This autumn, Cork Street marks its revival as a global destination for contemporary art and brings an eclectic crowd to neighbouring Bond Street's luxury boutiques, auction houses and world-class hotels. By Lucie Muir
Cork Street's importance as the epicentre of London's art world is steeped in history. Since the first gallery opened in 1925, those on the street have launched the careers of iconic artists including Barbara Hepworth and Henry Moore, while Francis Bacon’s work was first unveiled to the public in a group exhibition held at the Mayor Gallery in 1933. The Nineties and Noughties saw Cork Street upstaged by a clutch of maverick dealers and gallerists, exhibiting work in disused warehouses and factories in the East End. Now though, thanks in part to The Pollen Estate's pioneering Cork Street Galleries initiative and its acquisition of 23,000sqft of additional gallery space in 2018, this celebrated thoroughfare that sits between New Bond Street, Old Burlington Street and the Royal Academy of Arts, is abuzz once more.
This month sees a flurry of new gallery openings with Waddington Custot, originally established on Cork Street in 1958, leading the charge. Housed at no.11, it opens with Lake, a show by the acclaimed British artist Ian Davenport. Running 6 October - 11 November, it features Davenport's largest ever wall-to-floor installation – an evolution of his “puddle” paintings, breaking out of the picture's 2D plane and embracing the randomness of paint pooling and seeping across the floor.
Jacob Twyford, senior director, Waddington Custot, has been working on Cork Street since the Eighties and notes: ‘Back then, there was no doubt that the street was a centre of excellence globally for collectors and curators. But now, after 10 years of redevelopment, the street is full again and the sense that Cork Street is entering a new phase is palpable.’
Twyford adds: ‘Alongside the global luxury brand shops on Bond Street and the internationally renowned tailors on Savile Row, we are playing our part in making Mayfair one of the most exciting destinations for art in the world.’
Alison Jacques also has a new 6,000sqft location at no.22. The art dealer first opened in London on Clifford Street in 2004 before moving to Berners Street in 2007. The Cork Street space represents a significant new chapter as the gallery looks forward to building on its reputation for discovering under-acknowledged artists and providing a platform for artists who are making history.
The gallery's opening show, Infinite Potential, 6 October - 18 November, features artworks by the legendary 88-year-old American-born artist, Sheila Hicks. Highlights include new lianas; vine-like sculptures that tumble down walls like psychedelic waterfalls, and new diaristic minimal works that have been a constant throughout her practice.
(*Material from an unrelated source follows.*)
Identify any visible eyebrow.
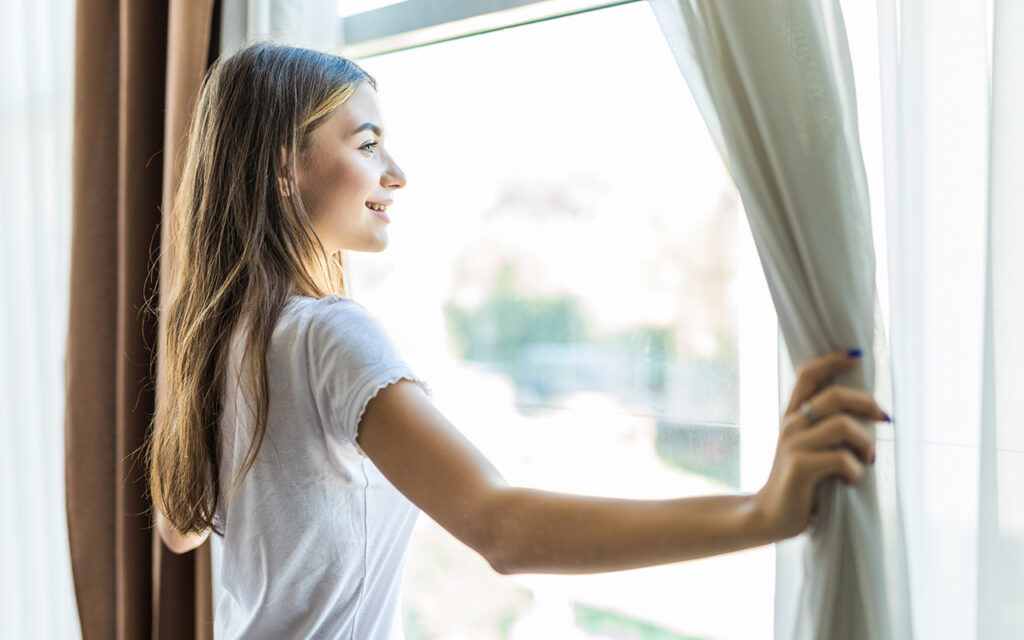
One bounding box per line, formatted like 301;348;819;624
349;122;384;138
Says Jacques: ‘Mayfair is very different from Fitzrovia where the gallery was for 16 years until now. To be in the context of international galleries such as Zwirner and Hauser & Wirth and many more is a privilege; it's a crucial London art hub and it's great to be part of it. The context of Mayfair and all that it presents to our clients coming into town for a few days is perfect. My only worry is racking up a very large bill at Cecconi's and ensuring that I pay my rent on time!’
Speaking of fashionable haunts, why not kickstart your art trail on New Bond Street with an espresso at Ralph's Coffee at Ralph Lauren? Next, head to Claridge's ArtSpace to see Like Paradise, a vibrant new group show curated by Ekow Eshun. Elsewhere, there are plenty of record-breaking auctions to be enjoyed at Sotheby's London and Bonhams. At Gucci's gleaming New Bond Street megastore, you'll discover works by prominent Italian artists on display, while Gucci Cosmos, a travelling archival exhibition designed by British artist Es Devlin, has just opened across town at 180 Studios, The Strand, and runs until 31 December.
Back on Cork Street, Tiwani Contemporary opens a new 800sqft space at no. 24. The gallery is renowned for representing visual artists from Africa and its diaspora since it was founded by Maria Varnava in 2011. Its opening exhibition, Beloved, Take What You Need, by British-Nigerian artist Joy Labinjo, 12 October - 11 November, focuses on everyday Black life, exploring themes of love, relationships and family dynamics.
Finally, after 27 years at its current home on Old Burlington Street, Stephen Friedman Gallery has relocated to 5-6 Cork Street. The new space was once home to the Saatchi Yates gallery, which has since relocated to Bury Street, in nearby St. James's. Meanwhile, for its inaugural show, 6 October -11 November, Friedman's contemporary new space will showcase the work of British-Nigerian artist Yinka Shonibare CBE RA. The exhibition also includes a group presentation of African artists, and artists from the African diaspora, expertly curated by Shonibare.